House prices have slumped by 3.8 per cent year on year, the latest closely watched figures from Nationwide show, as a season of high interest rates and weak consumer confidence continues to batter the market.
The figure is the weakest since July 2009, although it is only slightly lower than the -3.5 per cent recorded last month.
According to the High Street building society the average price of a home now costs £260k down from £262k compared to last month.
It comes amid a challenging period for the housing market which has been battling high mortgage rates every since the central bank hiked interest rates for a 13th consecutive time.
While some High Street lenders were beginning last week to reduce the cost of their deals, it has been predicted that the Bank of England will raise rates again in efforts to fight inflation.
Higher borrowing costs have knocked sentiment and forced buyers to recalculate their budgets but the property market hasn’t slammed on the brakes,” Tom Bill, head of UK residential research at Knight Frank, said.
“The bank rate is nearing its peak, which means that while sentiment will remain subdued, it will only improve in the second half of this year.

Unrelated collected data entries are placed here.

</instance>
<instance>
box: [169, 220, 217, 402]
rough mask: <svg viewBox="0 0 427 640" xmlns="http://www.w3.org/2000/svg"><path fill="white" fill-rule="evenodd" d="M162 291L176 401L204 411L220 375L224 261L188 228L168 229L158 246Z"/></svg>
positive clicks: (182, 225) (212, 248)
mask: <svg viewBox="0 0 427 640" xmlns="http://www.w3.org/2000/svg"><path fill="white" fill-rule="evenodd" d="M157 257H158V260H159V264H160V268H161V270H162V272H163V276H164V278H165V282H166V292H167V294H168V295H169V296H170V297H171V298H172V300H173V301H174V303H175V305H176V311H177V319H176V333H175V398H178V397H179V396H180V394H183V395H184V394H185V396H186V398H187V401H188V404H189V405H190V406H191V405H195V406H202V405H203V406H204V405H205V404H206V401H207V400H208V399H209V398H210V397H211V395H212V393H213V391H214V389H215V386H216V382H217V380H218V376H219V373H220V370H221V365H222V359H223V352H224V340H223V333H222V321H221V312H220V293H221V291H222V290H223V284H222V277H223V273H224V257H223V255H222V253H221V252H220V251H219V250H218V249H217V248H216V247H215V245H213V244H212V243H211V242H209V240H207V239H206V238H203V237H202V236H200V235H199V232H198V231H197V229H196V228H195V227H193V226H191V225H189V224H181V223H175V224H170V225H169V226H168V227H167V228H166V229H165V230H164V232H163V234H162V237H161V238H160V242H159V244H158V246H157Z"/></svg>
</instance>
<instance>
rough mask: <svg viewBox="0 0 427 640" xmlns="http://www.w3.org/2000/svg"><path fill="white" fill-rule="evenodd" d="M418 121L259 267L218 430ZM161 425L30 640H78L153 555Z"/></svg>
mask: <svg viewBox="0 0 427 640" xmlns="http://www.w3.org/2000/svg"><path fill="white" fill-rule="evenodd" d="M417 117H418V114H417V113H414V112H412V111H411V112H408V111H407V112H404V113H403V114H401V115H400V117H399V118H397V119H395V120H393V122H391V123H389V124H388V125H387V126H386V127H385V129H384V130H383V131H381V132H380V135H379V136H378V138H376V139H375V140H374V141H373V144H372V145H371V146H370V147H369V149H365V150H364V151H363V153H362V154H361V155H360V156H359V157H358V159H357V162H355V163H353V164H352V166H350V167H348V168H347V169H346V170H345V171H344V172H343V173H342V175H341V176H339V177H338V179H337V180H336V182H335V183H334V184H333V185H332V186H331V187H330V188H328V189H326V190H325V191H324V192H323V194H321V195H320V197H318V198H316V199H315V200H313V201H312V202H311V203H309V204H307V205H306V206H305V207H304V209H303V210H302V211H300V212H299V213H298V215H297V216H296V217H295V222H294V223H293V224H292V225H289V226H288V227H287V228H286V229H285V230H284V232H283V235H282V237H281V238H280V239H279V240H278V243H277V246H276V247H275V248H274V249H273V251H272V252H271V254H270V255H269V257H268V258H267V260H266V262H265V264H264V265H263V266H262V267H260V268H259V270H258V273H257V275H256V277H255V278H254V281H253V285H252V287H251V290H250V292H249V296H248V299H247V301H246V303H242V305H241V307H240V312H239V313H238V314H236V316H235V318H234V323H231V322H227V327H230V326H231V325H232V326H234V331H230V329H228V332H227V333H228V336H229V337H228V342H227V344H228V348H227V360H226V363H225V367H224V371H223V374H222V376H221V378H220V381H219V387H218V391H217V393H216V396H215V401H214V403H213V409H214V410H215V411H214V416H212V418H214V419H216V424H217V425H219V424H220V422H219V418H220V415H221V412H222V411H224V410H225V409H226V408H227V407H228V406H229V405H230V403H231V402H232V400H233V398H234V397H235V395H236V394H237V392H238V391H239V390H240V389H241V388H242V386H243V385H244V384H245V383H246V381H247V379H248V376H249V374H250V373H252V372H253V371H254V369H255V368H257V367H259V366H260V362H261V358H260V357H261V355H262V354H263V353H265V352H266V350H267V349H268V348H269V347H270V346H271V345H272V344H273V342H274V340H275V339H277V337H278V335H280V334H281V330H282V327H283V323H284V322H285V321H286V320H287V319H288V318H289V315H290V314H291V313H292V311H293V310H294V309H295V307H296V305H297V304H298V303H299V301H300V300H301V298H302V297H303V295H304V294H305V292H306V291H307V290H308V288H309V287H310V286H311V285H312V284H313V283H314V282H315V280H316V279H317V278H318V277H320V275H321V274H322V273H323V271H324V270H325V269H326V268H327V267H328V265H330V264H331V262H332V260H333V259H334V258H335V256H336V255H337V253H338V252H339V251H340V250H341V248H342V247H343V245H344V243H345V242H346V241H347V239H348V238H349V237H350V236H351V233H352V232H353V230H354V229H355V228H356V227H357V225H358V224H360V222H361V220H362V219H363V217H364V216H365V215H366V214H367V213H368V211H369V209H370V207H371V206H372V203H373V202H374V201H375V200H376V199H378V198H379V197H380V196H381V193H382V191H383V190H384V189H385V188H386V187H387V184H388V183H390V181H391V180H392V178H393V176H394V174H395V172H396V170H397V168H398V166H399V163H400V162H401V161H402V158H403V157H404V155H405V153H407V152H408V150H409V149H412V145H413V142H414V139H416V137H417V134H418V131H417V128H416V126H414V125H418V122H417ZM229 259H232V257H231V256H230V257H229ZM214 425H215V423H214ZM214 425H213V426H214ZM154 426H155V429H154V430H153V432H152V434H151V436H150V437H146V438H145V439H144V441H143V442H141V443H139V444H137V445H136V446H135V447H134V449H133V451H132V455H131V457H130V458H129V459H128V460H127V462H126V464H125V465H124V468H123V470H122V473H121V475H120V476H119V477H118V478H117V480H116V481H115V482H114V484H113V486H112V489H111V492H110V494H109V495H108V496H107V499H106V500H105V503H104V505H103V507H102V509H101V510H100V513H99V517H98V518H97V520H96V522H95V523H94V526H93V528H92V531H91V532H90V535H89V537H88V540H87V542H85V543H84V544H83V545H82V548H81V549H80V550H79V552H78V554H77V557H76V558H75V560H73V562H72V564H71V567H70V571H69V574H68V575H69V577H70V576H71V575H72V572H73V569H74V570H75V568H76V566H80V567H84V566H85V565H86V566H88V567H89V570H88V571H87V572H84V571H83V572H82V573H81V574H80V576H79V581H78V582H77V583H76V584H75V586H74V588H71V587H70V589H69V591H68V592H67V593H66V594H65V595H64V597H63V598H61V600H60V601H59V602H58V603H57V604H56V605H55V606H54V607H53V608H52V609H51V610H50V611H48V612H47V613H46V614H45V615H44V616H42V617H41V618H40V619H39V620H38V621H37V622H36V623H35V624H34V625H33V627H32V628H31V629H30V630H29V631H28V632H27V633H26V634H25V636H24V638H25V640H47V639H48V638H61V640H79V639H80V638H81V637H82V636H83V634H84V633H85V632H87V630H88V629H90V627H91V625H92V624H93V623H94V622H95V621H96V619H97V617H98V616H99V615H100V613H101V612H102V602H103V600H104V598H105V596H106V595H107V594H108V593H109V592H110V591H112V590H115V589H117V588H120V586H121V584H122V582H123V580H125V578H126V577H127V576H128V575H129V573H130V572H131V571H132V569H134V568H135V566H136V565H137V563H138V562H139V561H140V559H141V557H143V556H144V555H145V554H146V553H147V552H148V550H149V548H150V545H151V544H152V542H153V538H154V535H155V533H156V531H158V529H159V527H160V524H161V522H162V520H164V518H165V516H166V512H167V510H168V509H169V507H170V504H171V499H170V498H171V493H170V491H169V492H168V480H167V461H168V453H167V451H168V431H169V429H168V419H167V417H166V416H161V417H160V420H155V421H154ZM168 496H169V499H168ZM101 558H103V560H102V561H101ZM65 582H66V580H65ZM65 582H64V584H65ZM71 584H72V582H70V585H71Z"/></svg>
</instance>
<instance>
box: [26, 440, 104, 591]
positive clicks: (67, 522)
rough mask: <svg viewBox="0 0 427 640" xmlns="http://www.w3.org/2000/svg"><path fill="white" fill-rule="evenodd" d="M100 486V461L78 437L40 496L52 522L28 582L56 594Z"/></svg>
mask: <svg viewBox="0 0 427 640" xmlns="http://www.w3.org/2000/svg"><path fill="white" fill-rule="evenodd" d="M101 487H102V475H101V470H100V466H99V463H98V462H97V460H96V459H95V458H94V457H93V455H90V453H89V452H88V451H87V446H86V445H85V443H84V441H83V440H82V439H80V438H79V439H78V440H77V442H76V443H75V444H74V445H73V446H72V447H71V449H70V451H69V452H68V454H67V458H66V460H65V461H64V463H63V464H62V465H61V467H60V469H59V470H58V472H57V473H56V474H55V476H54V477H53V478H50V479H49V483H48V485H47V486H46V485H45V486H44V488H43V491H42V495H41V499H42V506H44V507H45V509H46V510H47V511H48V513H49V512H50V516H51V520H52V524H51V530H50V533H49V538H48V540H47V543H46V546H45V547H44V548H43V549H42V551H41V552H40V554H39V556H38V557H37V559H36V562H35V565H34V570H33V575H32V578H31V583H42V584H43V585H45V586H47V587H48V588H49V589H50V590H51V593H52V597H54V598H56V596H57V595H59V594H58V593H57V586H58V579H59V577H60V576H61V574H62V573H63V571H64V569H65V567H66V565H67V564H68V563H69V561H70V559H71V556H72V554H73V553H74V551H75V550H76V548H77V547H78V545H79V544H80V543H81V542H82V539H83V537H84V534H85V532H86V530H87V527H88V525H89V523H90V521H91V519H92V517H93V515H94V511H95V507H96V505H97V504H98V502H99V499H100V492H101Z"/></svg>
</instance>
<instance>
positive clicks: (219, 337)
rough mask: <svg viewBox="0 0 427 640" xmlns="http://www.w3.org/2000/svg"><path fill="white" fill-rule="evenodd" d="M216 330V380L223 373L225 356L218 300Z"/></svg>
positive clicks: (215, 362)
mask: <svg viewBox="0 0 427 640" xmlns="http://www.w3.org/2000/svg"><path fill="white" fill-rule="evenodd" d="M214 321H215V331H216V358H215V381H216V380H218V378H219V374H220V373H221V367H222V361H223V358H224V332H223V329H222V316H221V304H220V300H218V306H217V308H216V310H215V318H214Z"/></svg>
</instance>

That said, prices and sales volumes will come under pressure as the market descends from the highs of the pandemic and adjusts to the new lending environment.”
He added: “While we expect UK prices to fall by 5 per cent this year, demand should prove more resilient than expected between now and the general election given the cushioning effect of wage growth, high levels of housing equity, lockdown savings, the availability of longer mortgage terms, forbearance from lenders and the popularity of fixed-rate deals in recent years.”
Jonathan Hopper, CEO of Garrington Property Finders, said: “Last summer’s property boom is as forgotten as its tan lines.
“The steam has almost entirely gone out of the market, with average prices now 4.5% lower than last August’s peak. While the fear that interest rates could rise even higher boosted the number of mortgage approvals in June, the number of homes being sold is well down on where it was this time last year.
“As prices come down, two types of buyers are finding that the market is tilted firmly in their favour – those who need to move for work or family reasons and those who sense a bargain.”
In London, John Enis, chief of estate agents Chestertons, said that the property market remained stable, with buyer registrations reaching the “same level as in previous months”.
“Whilst there were fewer first-time-buyers with support from the Bank of Mum and Dad, we witnessed an increase in cash buyers and higher-valued property sales in excess of £1mn,” he said.
The demand to live in London has meant the city has been slightly curbed by the ongoing house price growth crisis – figures released by Zoopla last week show that prices in west Central London are up one per cent over the year.
“As the least affordable part of the UK, house price growth in London has been trailing the rest of the UK for several years,” Bill added.
“As a result, demand grew in more affordable regional UK markets, a process that was accelerated by Covid as buyers looked for space and greenery.
“That said, while the capital still suffers from an affordability squeeze, we are seeing stronger activity inside the M25 than outside because prices have been flatter in recent years and the expectation gap between buyers and sellers is smaller.”